I find it funny, if not distressing, that OFWs who are credited with keeping the economy afloat, if not robust, with their regular remittances, hardly benefit from their assistance.
Case in point: My brother works abroad, sending dollars monthly to his family here. When he went to the US some years back, the dollar to peso exchange was 55 or 56, so a dollar can go a long way. My sister in law went back to college to study nursing, a profession that can earn more in the US than other professions. Then my three beautiful nieces are all in school, too.
Now, at 45 to 46 peso for every dollar, my sister in law has to stretch every dollar sent by my brother. I don’t know if he had increased the dollar he sends monthly, dollar does not fall from the tree even in the Land of the Free. Everyone has to make sacrifices.Then there’s my niece, my cousin’s daughter, who is being sent to a nursing school by a relative. The relative sends $100 monthly for my niece’s school expenses – tuition, daily fare, and all. My cousin, who earns minimal wage here, could not send the daughter to school and is dependent on the help of the relative for the daughter’s schooling. The current low dollar exchange is also hurting her.
Projects supported by international funding agencies are affected, too. For instance, a project proposed is based on the dollar exchange at the time the project was approved. A $100,000 project means the proponent has P5.5 million when the dollar-peso exchange was P55. Now its only P4.5 million. If the project is a feeding program, how many children will not be reached? If its reforestation, how many denuded forest will not be planted?
What’s funny is that while the dollar to peso goes down, the cost of everything goes up, except for technological gadgets like cellular phones, the cost of which goes down when they are no longer the top of the line or the latest style. Still, they are not within the means of the ordinary folk who make tiyaga on hand-me-down phones.

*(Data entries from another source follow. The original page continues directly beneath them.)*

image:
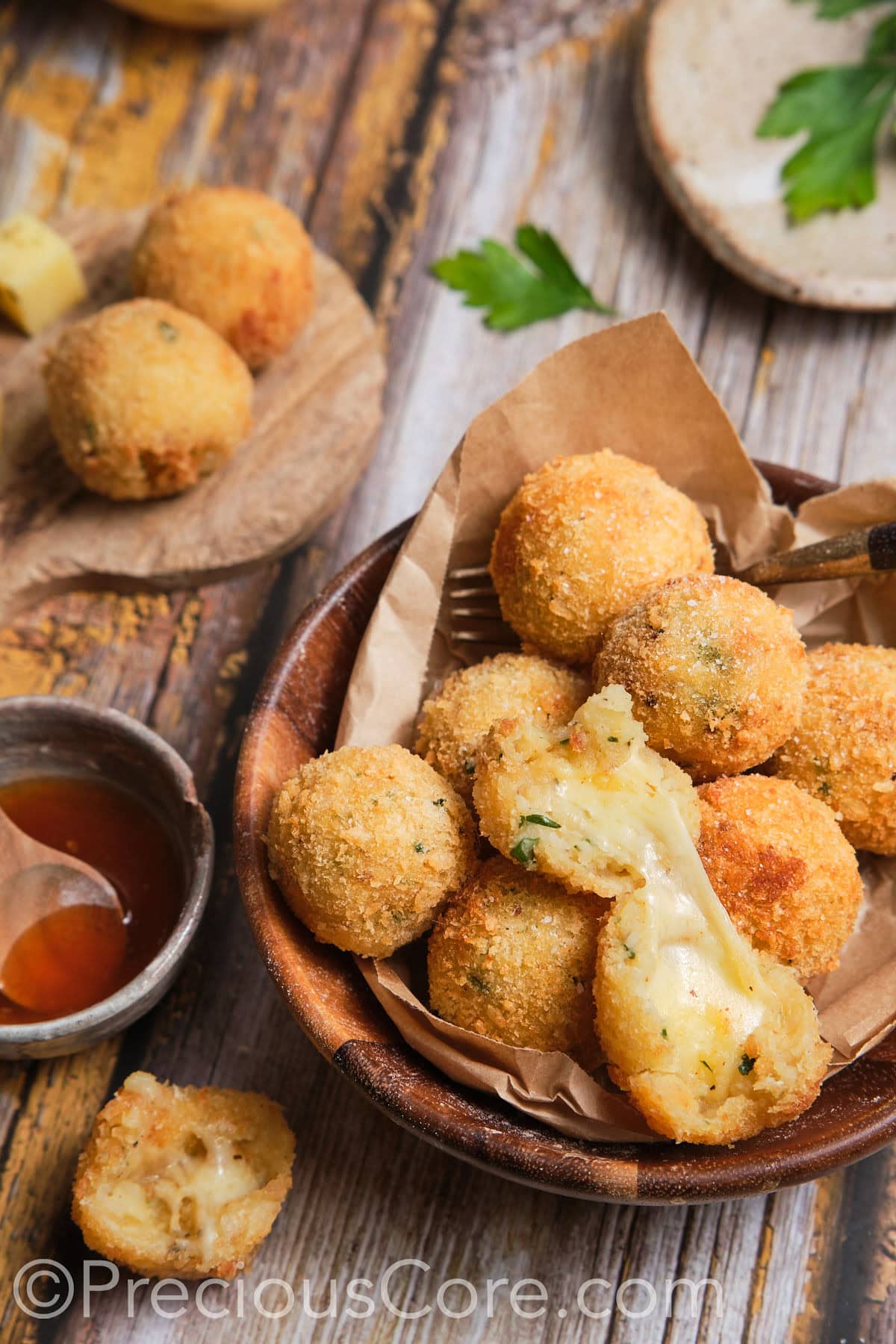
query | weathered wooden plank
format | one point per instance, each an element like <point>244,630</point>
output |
<point>454,120</point>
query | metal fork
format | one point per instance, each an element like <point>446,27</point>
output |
<point>474,616</point>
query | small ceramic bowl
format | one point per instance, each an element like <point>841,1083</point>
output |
<point>294,717</point>
<point>45,734</point>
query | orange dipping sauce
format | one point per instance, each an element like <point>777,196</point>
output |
<point>81,954</point>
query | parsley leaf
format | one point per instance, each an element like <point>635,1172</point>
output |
<point>517,292</point>
<point>840,8</point>
<point>842,108</point>
<point>524,851</point>
<point>882,42</point>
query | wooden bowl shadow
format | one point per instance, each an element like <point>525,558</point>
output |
<point>294,717</point>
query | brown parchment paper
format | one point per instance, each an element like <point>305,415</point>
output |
<point>635,389</point>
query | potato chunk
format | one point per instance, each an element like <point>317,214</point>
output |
<point>183,1180</point>
<point>40,276</point>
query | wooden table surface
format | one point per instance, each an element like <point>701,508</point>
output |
<point>401,129</point>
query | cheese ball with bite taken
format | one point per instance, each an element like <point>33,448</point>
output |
<point>454,721</point>
<point>844,749</point>
<point>234,257</point>
<point>782,868</point>
<point>582,539</point>
<point>144,399</point>
<point>716,672</point>
<point>711,1039</point>
<point>367,844</point>
<point>183,1182</point>
<point>561,800</point>
<point>512,957</point>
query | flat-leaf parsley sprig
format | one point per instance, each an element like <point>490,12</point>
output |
<point>842,108</point>
<point>517,290</point>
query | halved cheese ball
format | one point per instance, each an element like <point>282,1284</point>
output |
<point>183,1180</point>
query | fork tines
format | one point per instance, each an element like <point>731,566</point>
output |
<point>474,613</point>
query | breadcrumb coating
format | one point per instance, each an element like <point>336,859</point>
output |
<point>367,844</point>
<point>715,668</point>
<point>559,799</point>
<point>844,750</point>
<point>782,868</point>
<point>146,399</point>
<point>183,1180</point>
<point>695,1075</point>
<point>512,959</point>
<point>582,539</point>
<point>234,257</point>
<point>454,721</point>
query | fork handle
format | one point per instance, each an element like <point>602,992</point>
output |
<point>867,551</point>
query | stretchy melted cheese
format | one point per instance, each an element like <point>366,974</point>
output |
<point>181,1180</point>
<point>712,1039</point>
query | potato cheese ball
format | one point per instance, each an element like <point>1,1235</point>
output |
<point>561,799</point>
<point>183,1180</point>
<point>581,541</point>
<point>367,846</point>
<point>235,258</point>
<point>782,868</point>
<point>454,721</point>
<point>712,1045</point>
<point>512,957</point>
<point>844,750</point>
<point>716,672</point>
<point>146,399</point>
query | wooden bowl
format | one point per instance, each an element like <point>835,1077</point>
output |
<point>294,717</point>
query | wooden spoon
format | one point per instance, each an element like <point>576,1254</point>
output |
<point>62,929</point>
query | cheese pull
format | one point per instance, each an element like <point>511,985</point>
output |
<point>712,1039</point>
<point>40,275</point>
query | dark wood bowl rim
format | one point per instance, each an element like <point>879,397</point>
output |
<point>481,1129</point>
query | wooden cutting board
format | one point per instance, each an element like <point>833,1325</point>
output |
<point>316,413</point>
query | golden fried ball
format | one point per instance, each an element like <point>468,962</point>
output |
<point>146,399</point>
<point>454,722</point>
<point>367,846</point>
<point>715,668</point>
<point>844,750</point>
<point>696,1070</point>
<point>235,258</point>
<point>582,539</point>
<point>512,957</point>
<point>183,1182</point>
<point>567,801</point>
<point>782,868</point>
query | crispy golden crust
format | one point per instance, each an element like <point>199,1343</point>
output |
<point>680,1095</point>
<point>512,957</point>
<point>367,846</point>
<point>715,668</point>
<point>844,750</point>
<point>532,769</point>
<point>146,399</point>
<point>235,258</point>
<point>183,1180</point>
<point>582,539</point>
<point>454,722</point>
<point>782,868</point>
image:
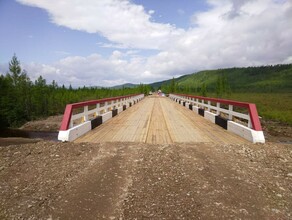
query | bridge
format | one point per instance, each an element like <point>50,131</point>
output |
<point>154,119</point>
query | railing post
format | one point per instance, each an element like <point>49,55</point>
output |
<point>218,108</point>
<point>249,122</point>
<point>85,117</point>
<point>230,112</point>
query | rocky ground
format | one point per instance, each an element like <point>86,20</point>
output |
<point>50,180</point>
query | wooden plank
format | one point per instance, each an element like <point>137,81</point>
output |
<point>159,120</point>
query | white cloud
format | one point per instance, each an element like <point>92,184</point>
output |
<point>120,21</point>
<point>231,33</point>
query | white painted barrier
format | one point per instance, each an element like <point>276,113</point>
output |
<point>89,119</point>
<point>245,132</point>
<point>211,109</point>
<point>75,132</point>
<point>210,116</point>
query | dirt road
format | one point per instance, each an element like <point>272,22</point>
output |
<point>49,180</point>
<point>157,164</point>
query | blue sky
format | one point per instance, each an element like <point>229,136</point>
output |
<point>110,42</point>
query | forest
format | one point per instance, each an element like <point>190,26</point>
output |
<point>22,100</point>
<point>269,87</point>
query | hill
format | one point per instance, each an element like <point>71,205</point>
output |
<point>276,78</point>
<point>126,85</point>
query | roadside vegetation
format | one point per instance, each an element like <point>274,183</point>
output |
<point>269,87</point>
<point>23,100</point>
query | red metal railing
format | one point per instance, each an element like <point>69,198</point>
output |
<point>252,110</point>
<point>69,108</point>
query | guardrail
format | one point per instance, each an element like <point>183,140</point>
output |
<point>79,118</point>
<point>225,113</point>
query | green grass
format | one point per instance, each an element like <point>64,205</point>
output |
<point>272,106</point>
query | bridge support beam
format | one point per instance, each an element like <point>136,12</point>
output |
<point>111,107</point>
<point>252,132</point>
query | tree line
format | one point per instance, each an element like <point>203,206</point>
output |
<point>22,100</point>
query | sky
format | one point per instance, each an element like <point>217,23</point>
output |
<point>112,42</point>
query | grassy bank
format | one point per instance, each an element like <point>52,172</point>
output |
<point>272,106</point>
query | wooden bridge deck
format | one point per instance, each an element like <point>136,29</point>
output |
<point>159,120</point>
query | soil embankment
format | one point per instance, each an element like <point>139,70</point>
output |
<point>48,180</point>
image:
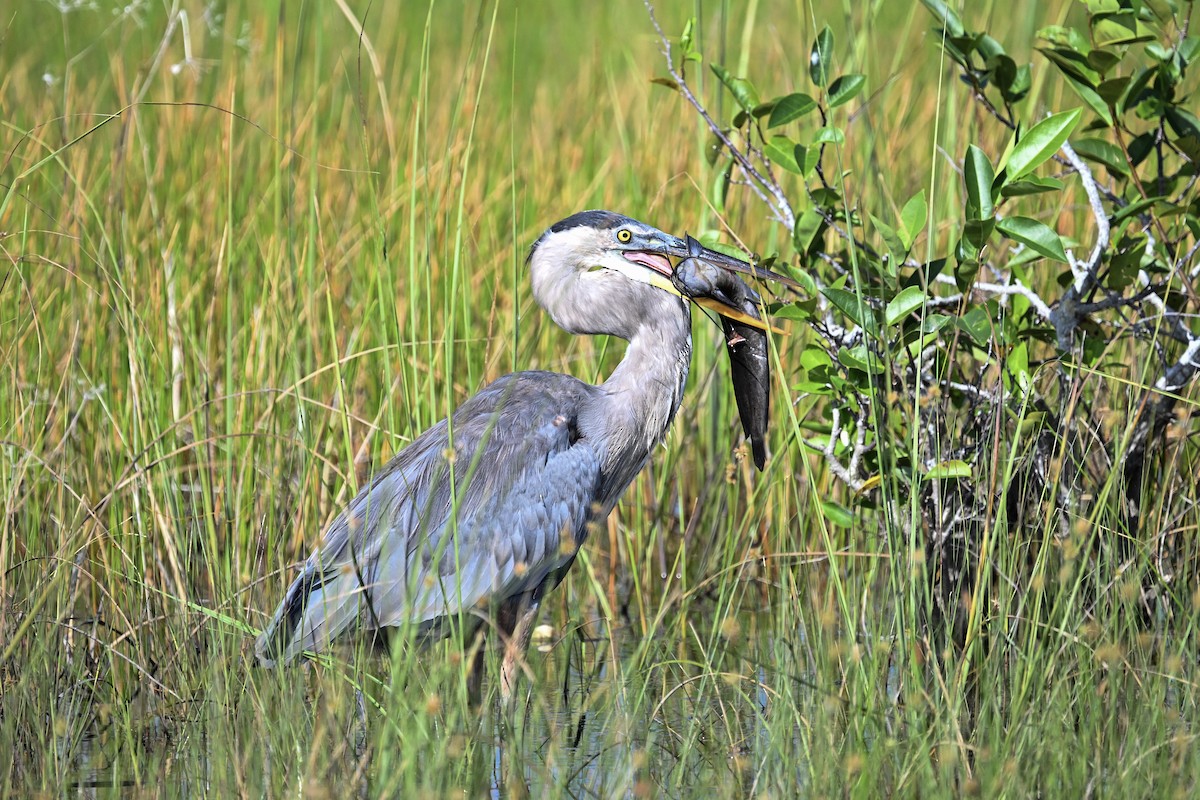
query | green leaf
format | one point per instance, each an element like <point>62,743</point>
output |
<point>815,356</point>
<point>742,90</point>
<point>1092,97</point>
<point>781,151</point>
<point>829,136</point>
<point>949,469</point>
<point>1031,185</point>
<point>808,226</point>
<point>821,56</point>
<point>845,89</point>
<point>1119,29</point>
<point>979,175</point>
<point>912,218</point>
<point>904,304</point>
<point>791,108</point>
<point>807,158</point>
<point>1103,152</point>
<point>859,358</point>
<point>837,513</point>
<point>1182,121</point>
<point>1041,143</point>
<point>1033,234</point>
<point>891,238</point>
<point>855,308</point>
<point>721,185</point>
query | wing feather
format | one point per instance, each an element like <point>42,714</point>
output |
<point>409,551</point>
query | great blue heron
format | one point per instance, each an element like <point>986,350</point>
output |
<point>490,506</point>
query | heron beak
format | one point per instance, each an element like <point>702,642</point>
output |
<point>689,247</point>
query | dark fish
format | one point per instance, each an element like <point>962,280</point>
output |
<point>699,278</point>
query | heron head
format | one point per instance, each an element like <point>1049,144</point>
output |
<point>611,248</point>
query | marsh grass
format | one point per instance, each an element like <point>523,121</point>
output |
<point>233,288</point>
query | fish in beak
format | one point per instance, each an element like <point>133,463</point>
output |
<point>709,280</point>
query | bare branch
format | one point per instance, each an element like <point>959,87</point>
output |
<point>780,206</point>
<point>1086,278</point>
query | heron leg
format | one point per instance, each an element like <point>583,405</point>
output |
<point>475,653</point>
<point>516,626</point>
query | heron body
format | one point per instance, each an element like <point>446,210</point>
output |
<point>490,506</point>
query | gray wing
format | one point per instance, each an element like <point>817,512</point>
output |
<point>435,535</point>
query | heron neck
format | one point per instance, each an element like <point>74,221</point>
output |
<point>646,389</point>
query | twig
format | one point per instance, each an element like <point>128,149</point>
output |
<point>781,208</point>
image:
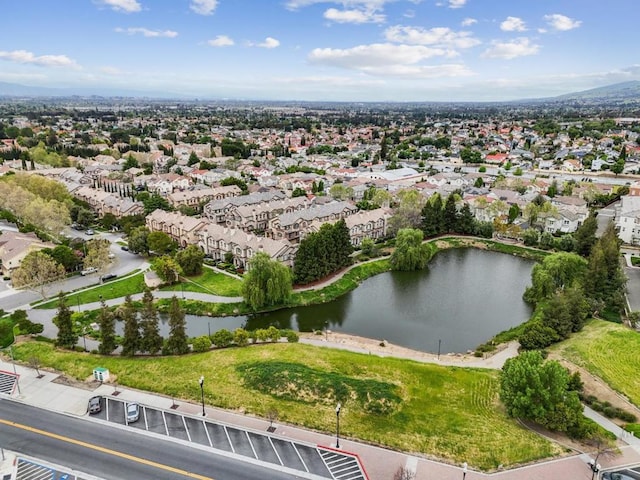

But yes, there’s something I should be thankful for – the telecommunications company, specifically the Digitel to which I subscribe since it started operations years back. It has not increased its monthly bill, or if it did, by a very minimal amount. It is maybe because of the stiff competition it faces from the mobile phone companies, and maybe because it has to pay less now to its foreign loan because of the low exchange rate.
Now that the government has to pay much less to its foreign lenders, there is more money left (supposedly) for programs and projects to uplift lives of the people. We hope that this is the scenario that will happen. The scenario that we dread: Most of the money saved go to the pockets of the corrupt politicians.